Inspirasi penelitian yang dilakukan Arni adalah berhubungan dengan ekologi. Selain itu, Arni juga terinspirasi oleh Prof. Dr. Djoko Tjahjono Iskandar, seorang Dosen SITH ITB yang memiliki eksplorasi tertinggi.
Pada saat ini proses dari riset dalam tahap survei titik. Penentuan survei titik sulit dilakukan karena tidak berfokus pada jarak, tetapi pada perubahan signifikan seperti tipe lahan. Setiap tipe lahan yang berbeda dapat diamati secara visual dari batu dan arus. Hal ini karena biogeografi ingin mengetahui evolusi yang terjadi sehingga belum ada titik dan jarak pasti untuk mengetahui habitat dari spesies model untuk mengetahui evolusi. Pengambilan data akan dilaksanakan pada bulan Juni 2022 setelah UAS.
Dalam rangka Hari Bumi, kami menanyakan pendapat Arni mengenai polusi terhadap diversitas ikan air tawar. Berikut adalah tanggapan dari Arni.
“Sedih. Jika membandingkan Pulau Jawa dan Pulau Borneo terdapat perbedaan. Sungai di Pulau Jawa terdapat banyak sampah sehingga terdapat ikan yang punah seperti ikan belida (Chitala lopis), tapi di pulau lain masih ada. Cara mendapatkan lokasi ikan berdasarkan omongan warga lokal. Indonesia terutama Pulau Jawa terdapat informasi mengenai ikan air tawar, tapi data tersebut sudah ratusan tahun lalu dan baru ditambahkan oleh kelompok riset saya.”

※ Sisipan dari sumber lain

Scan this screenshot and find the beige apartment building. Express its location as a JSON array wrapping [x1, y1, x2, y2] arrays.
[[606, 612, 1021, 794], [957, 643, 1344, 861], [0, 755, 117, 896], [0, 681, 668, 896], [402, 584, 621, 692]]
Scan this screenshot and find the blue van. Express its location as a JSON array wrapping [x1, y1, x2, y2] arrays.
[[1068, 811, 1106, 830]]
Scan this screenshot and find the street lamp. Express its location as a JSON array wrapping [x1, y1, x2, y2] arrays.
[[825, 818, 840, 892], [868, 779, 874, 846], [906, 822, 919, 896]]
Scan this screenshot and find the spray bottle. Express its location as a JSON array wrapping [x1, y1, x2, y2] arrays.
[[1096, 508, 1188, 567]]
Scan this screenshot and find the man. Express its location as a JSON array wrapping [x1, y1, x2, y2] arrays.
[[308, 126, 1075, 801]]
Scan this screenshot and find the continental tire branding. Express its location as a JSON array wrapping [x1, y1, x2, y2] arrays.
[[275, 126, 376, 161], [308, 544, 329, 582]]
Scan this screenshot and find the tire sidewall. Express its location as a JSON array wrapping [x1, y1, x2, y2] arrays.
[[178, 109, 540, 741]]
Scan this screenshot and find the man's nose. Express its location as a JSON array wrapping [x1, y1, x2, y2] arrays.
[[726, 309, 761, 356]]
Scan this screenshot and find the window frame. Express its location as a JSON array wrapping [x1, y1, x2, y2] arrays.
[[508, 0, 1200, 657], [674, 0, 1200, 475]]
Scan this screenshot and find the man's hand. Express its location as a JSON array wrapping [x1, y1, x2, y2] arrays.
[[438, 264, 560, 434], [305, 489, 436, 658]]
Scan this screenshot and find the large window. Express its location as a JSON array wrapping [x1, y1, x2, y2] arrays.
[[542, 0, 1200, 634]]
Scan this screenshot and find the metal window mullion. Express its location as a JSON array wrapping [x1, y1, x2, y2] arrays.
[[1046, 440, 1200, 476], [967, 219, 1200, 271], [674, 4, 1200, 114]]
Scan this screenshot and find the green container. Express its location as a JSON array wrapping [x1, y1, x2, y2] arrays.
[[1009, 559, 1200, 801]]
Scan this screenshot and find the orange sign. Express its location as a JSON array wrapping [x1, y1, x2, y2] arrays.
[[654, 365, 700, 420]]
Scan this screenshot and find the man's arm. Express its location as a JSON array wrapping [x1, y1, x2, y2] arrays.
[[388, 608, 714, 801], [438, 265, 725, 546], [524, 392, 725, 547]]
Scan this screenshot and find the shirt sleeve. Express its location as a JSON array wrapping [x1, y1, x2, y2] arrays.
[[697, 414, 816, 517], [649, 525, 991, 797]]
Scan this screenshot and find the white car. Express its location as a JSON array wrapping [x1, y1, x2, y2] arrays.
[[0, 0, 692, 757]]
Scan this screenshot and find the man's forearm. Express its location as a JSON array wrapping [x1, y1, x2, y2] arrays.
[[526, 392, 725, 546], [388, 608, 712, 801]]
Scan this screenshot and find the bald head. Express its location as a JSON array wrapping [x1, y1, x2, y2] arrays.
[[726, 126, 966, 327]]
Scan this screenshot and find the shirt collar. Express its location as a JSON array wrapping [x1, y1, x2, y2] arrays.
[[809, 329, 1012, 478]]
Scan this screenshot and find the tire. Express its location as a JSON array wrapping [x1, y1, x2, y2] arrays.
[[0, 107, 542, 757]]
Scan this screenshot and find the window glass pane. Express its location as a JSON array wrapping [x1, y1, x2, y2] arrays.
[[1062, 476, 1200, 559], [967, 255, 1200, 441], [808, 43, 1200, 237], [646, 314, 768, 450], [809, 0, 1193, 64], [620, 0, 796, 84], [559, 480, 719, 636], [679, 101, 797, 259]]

“Jika dibandingkan dengan negara asing yang sudah memiliki basic science dan data dari ratusan tahun lalu, cukup mudah untuk melakukan aplikasi. Namun, di Indonesia saat ini data tidak cukup banyak sehingga fokus pengembangan riset yang menghasilkan return berupa data untuk aplikasi. Hal ini berbeda dengan biogeografi yang membahas histori dengan aplikasi yang tidak cepat mendapatkan return.”
“Di Bumi terdapat banyak spesies sehingga yang berhak hidup di Bumi juga banyak. Mungkin karena manusia spesies yang baru menyebabkan manusia masih egois dan mementingkan spesies sendiri hingga terjadi presepsi bahwa bumi tentang manusia. Jika sifat egois masih ada, bumi akan rusak sehingga sulit untuk kita menikmati hidup. Saya pribadi juga menjadi sulit mendapatkan spesimen ikan karena banyak polutan di sungai.”